My 2012 was better than most. I graduated from college, got a new job and the new iPhone. I met Patti Smith and Chaz Bono. I saw Lenny Kravitz, Elton John, Liza Minnelli, Neil Diamond, and Madonna in concert. Unfortunately, I never wrote about some of those concerts... My Vinylmation collection swelled to number in the triple digits. And I met a boy that I feel both privileged and lucky to know and love.

Still, I suppose the overarching theme for my 2012 was that of inaction. I didn’t do anything productive this year. That's to say, productive in the ways that adults typically consider important like traveling or moving out or saving money. I spent the last twelve months living day to day in a sort of unbreachable cycle of mundane routine. It was a year completely absent of forward thinking or planning. So many of my days this year were exactly the same-- too many.

If I were being honest with myself, I would say that the inaction of this year was largely due to fear.
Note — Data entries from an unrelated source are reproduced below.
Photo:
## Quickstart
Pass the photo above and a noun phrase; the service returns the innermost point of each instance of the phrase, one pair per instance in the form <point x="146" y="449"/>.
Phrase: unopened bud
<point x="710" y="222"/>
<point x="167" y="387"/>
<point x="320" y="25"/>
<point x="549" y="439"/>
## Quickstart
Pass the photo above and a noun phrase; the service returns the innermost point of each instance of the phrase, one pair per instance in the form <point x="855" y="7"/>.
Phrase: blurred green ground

I have been scared of reaching for a better future and coming up short. I have been afraid of failing to achieve a future that I’ve put so much hope and thought into. Sometimes it’s easier to live with the what-ifs than the what-nows.

But there also comes a point in everyone’s life where the fear of the unknown is outweighed by a pressing need to escape the confines of that fear.

I’m tired of being the kind of person that sticks out in this town. I’m tired of trying to explain to others why I’m not where I think I should be. I’m tired of my parents and I’m tired of being a 27 year old kid. But more than anything, I’m tired of not living up to my potential.

I’m ready to try. I’m ready for the challenges that lay ahead. I’m ready to deal with the failures rather than run away from them. I’m ready to live my life the way I’ve always planned it to be. I’m ready to settle down somewhere amazing, while doing something amazing, with the amazing person I love. 
Ultimately, I’m ready to be the kind of person that I hoped I’d be by now.

Comments

APcreative said…
Just saw this. You gave me chills reading it because so many of the same feelings I have about myself and my year you nailed.

And as someone who has been here(down the street lol)I have been experiencing and watching much like you have with me, the last few years of each of our lives.

I think we both have reached a point where the fear of coming up short on our dreams has def been outweighed by the fear of doing nothing and never reaching anything period.

You know I am always soul searching, sometimes I make rash decisions based of emotions that really just need time to sort out.

But 2012 opened my eyes to so many things.

A large chunk of me wants to be frustrated over how long this kind of self knowledge took to settle in my consciousness but I know that would be a waste of energy.

So instead, I like you welcome the next step...whether I trip and fall on them. I'm ready to start walking up.

Love this point, and you know I Love and Adore you. So happy for how your life is going lately. I see and feel your happiness and have sensed a shift and change in you.

Amazing how the relationship cynic has a sparkle in his eye now...who would'a thought?